Quella sera, Terras Cunha mi accolse con il suo solito umore
(cioè pessimo).
Ci
incontrammo al tavolo dell’unica bettola di Fest in cui non
si
congelava per via dell’orripilante clima del mio pianeta
natale, ma finimmo con l'aver freddo lo stesso poiché
qualcuno aveva ben pensato di sfondare le finestre venti minuti dopo
l'inizio della bufera.
Trovai Cunha incredibilmente invecchiato: aveva completamente perso i
capelli, e sotto agli
occhi gli erano spuntati due pesanti aloni violacei, oltre che un fiume
di rughe sulla fronte. Mi fece un cenno
del capo quando mi vide avvicinarmi (il suo modo per farmi intendere
che era contento di vedermi in forma) e io gli sorrisi di risposta, ben
lieto di ritrovarlo, se non pimpante, almeno vivo.
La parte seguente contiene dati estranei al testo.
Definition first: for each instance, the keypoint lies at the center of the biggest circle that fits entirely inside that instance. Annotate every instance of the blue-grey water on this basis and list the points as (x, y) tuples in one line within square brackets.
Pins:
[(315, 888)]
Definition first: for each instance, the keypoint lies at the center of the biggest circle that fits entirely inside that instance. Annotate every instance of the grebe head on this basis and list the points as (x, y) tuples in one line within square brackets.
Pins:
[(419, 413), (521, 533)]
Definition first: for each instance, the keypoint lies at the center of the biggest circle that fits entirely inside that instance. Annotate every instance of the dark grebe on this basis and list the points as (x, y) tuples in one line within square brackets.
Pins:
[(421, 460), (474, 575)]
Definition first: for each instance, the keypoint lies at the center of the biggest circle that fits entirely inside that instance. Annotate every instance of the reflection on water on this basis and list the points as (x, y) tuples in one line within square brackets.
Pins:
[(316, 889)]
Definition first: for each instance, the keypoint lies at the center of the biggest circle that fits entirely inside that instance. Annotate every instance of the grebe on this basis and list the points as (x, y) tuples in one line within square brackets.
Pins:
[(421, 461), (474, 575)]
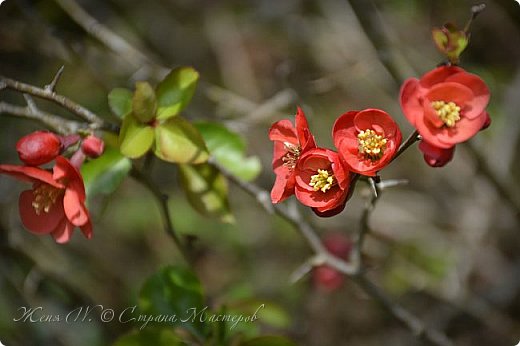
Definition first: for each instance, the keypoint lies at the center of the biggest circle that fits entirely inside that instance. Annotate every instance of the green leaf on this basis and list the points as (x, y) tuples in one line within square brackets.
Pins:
[(179, 141), (105, 174), (268, 341), (175, 291), (206, 190), (229, 149), (150, 336), (175, 91), (135, 139), (120, 102), (144, 104)]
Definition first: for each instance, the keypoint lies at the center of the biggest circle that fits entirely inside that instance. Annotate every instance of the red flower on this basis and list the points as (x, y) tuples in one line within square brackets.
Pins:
[(434, 156), (447, 105), (38, 148), (321, 181), (327, 277), (289, 144), (366, 140), (56, 203)]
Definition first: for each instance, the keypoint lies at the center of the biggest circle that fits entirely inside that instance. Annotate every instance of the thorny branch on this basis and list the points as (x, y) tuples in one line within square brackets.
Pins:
[(119, 45)]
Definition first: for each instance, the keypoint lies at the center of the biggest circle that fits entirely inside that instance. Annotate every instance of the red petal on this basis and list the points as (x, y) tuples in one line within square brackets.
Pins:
[(377, 120), (30, 174), (480, 91), (283, 131), (342, 127), (434, 156), (75, 211), (39, 224), (63, 232), (438, 75), (64, 170), (283, 187), (410, 100)]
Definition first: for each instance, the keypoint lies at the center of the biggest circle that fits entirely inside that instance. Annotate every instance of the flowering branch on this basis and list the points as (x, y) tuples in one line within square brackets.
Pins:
[(323, 256)]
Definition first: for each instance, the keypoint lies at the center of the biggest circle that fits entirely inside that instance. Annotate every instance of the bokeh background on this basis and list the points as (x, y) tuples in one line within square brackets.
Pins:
[(446, 246)]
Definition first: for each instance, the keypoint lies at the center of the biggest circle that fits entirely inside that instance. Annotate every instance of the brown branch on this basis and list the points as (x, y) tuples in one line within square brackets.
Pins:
[(48, 94), (322, 256), (53, 122)]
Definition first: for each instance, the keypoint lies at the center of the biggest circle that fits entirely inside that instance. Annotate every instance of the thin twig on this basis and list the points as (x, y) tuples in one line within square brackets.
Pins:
[(322, 256), (163, 199), (53, 122), (106, 36), (52, 85), (49, 95)]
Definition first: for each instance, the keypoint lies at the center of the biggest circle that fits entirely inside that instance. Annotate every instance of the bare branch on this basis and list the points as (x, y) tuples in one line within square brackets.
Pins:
[(52, 85), (51, 121), (73, 107)]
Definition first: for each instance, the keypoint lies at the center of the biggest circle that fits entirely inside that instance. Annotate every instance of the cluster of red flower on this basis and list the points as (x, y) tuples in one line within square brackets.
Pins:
[(56, 203), (446, 106)]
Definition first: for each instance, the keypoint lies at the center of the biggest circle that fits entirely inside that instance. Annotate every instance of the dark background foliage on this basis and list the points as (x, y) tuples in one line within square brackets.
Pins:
[(445, 246)]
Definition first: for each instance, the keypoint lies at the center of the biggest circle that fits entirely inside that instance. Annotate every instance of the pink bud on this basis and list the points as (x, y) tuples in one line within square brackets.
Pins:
[(92, 146), (38, 148)]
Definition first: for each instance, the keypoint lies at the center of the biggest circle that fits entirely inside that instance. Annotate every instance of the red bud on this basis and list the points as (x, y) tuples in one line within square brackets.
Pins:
[(92, 146), (38, 148)]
«Mi hanno detto che ti sei dato una regolata»
esordì, portandosi alle labbra un bicchiere di liquore.
«Ti vedo bene, Cassian Harkor».
Mi sedetti al tavolo, ben attento a sfoggiare il blaster E-5 che ero
riuscito a rubare da un vecchio deposito di Travia Chan e che ora
portavo attaccato alla cintura. «Lo stesso per te, Terras
Cunha».
«Guardalo un po’, il figlio di Krasin. Smilzo come
lui,
avete anche lo stesso brutto naso. Che cosa combini, in questo posto di
merda?»
Alzai le spalle, dandomi le solite arie che un ragazzino pieno di
sé si dà quando si trova davanti a un adulto.
«Sopravvivo» dichiarai, orgoglioso.
Cunha alzò entrambe le sopracciglia, deciso a non scomporsi,
poi si fece subito serio. «Sta' a sentire» mi disse
a
bassa voce, scoccandomi un'occhiata circospetta.
«C’è una cosa per te. Krasin non ti
avrebbe mai
fatto crescere qui, io lo so bene. Perciò, consideralo il
mio
regalo di compleanno per te che adesso stai diventando un
uomo».
Non mi lasciai vedere entusiasta. «Spara»
brontolai. In realtà, fremevo dalla curiosità.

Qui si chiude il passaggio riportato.